As observed from the results, there is more error related to classifying the designation BOT. If we want to correctly classify more BOTs we may need to lower the cut-off value than 0.5 which is default in XLMiner.

By observing the curvature of the cumulative gain charts of all models, it was evident that the predictive power of all models were better than a random guess without a model, as all curves lay above the baseline. This confirmed that all models had significant predictive power in determining whether a tweet account is automated or not.

4.2 Limitations

A number of significant limitations must be noted.

First, the data set may not be a representative sample of the current state of affairs when it comes to bot versus non-bot activity in the Twitter medium.

Second, the process of manually classifying a small set of accounts and reaching a consensus in roughly two-thirds of the cases may not be without errors.

Third, a larger set when obtained from the manual classification process may lead to different conclusions about content features and the type of modeling, such as penalized Logistic Regression, and other techniques.
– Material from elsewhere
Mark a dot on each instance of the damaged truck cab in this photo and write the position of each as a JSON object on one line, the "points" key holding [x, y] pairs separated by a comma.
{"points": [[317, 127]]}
These methods, had they been supported by the data size, may have yielded more precise classification.

Fourth, concentrating on content, which probably provides the most predictive power, may still ignore some critical external features, and thus may not produce an optimal perspective.

4.3 Further Investigations

Future work may attempt to consider a mix of external and content features, calculated based on the activities in a large set of confirmed bot and non-bot accounts. This should enable a much more reliable subset of predictive or discriminating features, which in turn may lead to more reliable descriptive and predictive models.

5 Conclusion

This paper demonstrates one way by which content of social media activities may be processed in terms of mathematical “signatures” of different types of online behaviors that may be used for descriptive and predictive modeling of automated versus non-automated activities.